Human Dignity and the Catholic Justices
Updated: Mar 28
It’s becoming clearer than ever that allowing God to enter the civic realm is causing a lot of trouble. The separation of church and state has been violated so much that now the President talks about our nation’s “soul” (nation states may have a social context or climate—a climate of injustice—but that does not constitute a soul). Furthermore, our Catholic Supreme Court Justices now seem intent on obeying their version of God’s laws rather than our Civic laws.
Let’s not forget the reason for the separation of church and state. It was to prevent religious wars. Follow whatever religious doctrine you want, but do not use civic laws to force others to agree with you. When our government in the 1950’s defined the fight against Communism as a religious war instead of a conflict between capitalism and socialism, our civic space was compromised. And it’s been downhill from there. The civic realm may be “all too human,” as some lament, but bringing God to the rescue has only made things worse.
This does not mean that religious beliefs cannot be a source of what it means to be human or what we should share. It simply means that a civic view of the human is not bound to some religious ideology although it may be informed by several of them. Because the civic is not created or maintained by the gods, their representatives should not rule the civic, but they may bring enlightenment to the civic. The Rev. Martin Luther King Jr., for example, believed as a Christian that we are all God’s children, but he did not lead a new Christian movement; he led a civil rights movement.
The title of King’s speech in Memphis in February 1968 was, “All Labor has Dignity.” The background of King’s view of dignity was certainly the Christian religion, but it was also the philosophy of personalism that he studied in graduate school. In any case, the idea of human dignity served as the basis for the UN Declaration of Human Rights, and more recently, has been symbolized by the Lakota woman sculpture in South Dakota. It does seem possible to free the source of dignity from religious beliefs and to ground it in our humanity.
I propose that we can do this. In Chapter 8 on “Our Humanity” in A Climate of Justice, I locate human dignity in our witness to our purposeful vitality, which the neurobiologist, Antonio Damasio, calls the “core self.” Neurons create maps in the brain that then produce mental images of ourselves as living beings. How could it get better than that?

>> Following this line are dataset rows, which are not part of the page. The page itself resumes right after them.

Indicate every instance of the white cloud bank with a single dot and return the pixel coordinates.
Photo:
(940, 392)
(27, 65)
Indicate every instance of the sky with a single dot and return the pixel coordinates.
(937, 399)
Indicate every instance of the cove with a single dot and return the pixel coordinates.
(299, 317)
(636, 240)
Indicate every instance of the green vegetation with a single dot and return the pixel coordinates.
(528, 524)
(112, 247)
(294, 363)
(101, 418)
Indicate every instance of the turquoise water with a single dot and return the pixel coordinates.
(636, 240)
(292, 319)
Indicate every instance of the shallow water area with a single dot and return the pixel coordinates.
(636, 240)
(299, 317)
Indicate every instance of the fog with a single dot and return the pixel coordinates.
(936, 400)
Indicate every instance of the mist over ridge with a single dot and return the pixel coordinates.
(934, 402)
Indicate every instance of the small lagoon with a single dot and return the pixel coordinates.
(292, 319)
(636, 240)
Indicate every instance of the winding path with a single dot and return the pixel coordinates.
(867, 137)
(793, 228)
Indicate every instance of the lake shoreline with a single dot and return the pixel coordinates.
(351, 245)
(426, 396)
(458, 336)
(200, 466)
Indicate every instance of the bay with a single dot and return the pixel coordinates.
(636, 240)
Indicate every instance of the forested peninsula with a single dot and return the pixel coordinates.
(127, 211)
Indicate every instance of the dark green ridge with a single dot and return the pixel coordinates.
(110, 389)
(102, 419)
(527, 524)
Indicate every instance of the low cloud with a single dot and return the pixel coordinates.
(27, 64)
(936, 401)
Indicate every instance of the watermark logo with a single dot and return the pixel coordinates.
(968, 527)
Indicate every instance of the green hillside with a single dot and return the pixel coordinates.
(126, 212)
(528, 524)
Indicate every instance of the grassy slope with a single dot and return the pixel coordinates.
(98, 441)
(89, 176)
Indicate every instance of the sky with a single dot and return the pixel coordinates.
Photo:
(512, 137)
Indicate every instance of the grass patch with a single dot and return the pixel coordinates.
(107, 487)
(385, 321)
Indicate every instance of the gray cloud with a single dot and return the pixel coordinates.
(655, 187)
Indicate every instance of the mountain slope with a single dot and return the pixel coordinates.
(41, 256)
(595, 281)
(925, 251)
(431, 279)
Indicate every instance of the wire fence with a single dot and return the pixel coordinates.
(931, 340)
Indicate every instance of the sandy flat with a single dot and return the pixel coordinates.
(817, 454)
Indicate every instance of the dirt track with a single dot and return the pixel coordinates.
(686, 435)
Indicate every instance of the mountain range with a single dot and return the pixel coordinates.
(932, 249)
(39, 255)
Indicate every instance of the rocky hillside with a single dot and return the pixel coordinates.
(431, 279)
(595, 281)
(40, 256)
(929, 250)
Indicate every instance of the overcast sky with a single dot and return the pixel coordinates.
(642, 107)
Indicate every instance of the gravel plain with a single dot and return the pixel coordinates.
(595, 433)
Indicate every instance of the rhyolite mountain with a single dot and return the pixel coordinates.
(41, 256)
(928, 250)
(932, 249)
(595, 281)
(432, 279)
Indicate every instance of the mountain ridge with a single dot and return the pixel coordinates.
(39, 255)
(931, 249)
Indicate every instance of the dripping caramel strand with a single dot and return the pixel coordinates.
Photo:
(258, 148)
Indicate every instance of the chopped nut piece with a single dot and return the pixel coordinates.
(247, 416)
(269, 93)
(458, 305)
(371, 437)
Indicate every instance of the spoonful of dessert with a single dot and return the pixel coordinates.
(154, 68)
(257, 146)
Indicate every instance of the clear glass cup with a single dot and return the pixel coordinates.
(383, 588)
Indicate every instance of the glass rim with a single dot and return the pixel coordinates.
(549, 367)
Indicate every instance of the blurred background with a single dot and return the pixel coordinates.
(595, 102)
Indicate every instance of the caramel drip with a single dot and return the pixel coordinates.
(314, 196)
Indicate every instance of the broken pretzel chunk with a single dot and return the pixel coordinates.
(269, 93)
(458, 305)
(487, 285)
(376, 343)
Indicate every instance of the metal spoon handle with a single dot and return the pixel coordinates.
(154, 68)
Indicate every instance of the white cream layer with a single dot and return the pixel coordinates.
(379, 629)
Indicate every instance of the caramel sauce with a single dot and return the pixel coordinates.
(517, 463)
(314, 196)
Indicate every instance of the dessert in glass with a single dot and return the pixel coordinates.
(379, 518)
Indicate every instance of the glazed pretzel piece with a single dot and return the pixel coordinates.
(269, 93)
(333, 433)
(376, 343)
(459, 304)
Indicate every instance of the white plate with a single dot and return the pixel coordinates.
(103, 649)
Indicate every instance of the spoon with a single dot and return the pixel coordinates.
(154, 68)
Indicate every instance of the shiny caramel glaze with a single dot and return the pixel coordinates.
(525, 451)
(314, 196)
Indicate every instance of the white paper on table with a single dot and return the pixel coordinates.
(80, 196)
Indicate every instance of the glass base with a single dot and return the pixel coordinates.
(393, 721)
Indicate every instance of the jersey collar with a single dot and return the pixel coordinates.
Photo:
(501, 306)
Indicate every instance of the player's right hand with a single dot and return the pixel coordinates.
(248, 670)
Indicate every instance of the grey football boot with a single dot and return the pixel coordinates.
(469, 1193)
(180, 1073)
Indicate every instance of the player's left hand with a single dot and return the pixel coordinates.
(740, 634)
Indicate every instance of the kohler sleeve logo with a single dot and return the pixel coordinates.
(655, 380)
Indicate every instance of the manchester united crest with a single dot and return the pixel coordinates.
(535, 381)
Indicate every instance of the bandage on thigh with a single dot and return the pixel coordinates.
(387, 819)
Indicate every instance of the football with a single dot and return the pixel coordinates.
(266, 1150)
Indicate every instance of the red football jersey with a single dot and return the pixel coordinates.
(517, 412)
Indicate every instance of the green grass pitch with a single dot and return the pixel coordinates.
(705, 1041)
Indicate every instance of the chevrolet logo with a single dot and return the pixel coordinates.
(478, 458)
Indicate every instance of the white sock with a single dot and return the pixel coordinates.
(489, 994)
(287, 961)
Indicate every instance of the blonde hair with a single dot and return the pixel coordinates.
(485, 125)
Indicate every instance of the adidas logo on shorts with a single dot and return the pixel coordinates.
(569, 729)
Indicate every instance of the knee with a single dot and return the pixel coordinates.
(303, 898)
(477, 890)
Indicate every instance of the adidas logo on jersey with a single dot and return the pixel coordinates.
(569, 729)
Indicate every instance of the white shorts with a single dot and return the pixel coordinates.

My guess is that most mothers know this. A new born is a sight to behold. As a father, I also know something about this. (I think some other primates do as well.) When I put on my theological hat, I could see where religious language could help to interpret this experience, but I don’t believe it is necessary. Our experience of our bodies reveals on a very simple level a human dignity that brings enjoyment and needs protection.
What I don’t understand are parents who seem to allow their religious beliefs to get in the way of enjoying and honoring not only their body, but also the body of others. In a free country, they may have the right to do so, but they certainly do not have the right in their civic roles to force others to accept their religious beliefs.
As we all know, the Catholic church has a miserable history of oppressing women with their religious beliefs, and other Western religions are not much better. In any case, we now have a Supreme Court dominated by Catholics who seem to follow their religious beliefs about the place and function of women in the world and deny women their fundamental human dignity.
An important tenet of our democracy is the separation of church and state, which has been violated in multiple ways by different groups, but even more fundamental for a sustainable democracy is the protection of each person’s human dignity.
In the coming election, we will not be able to change the Supreme Court, but we can save our democracy, if we want to.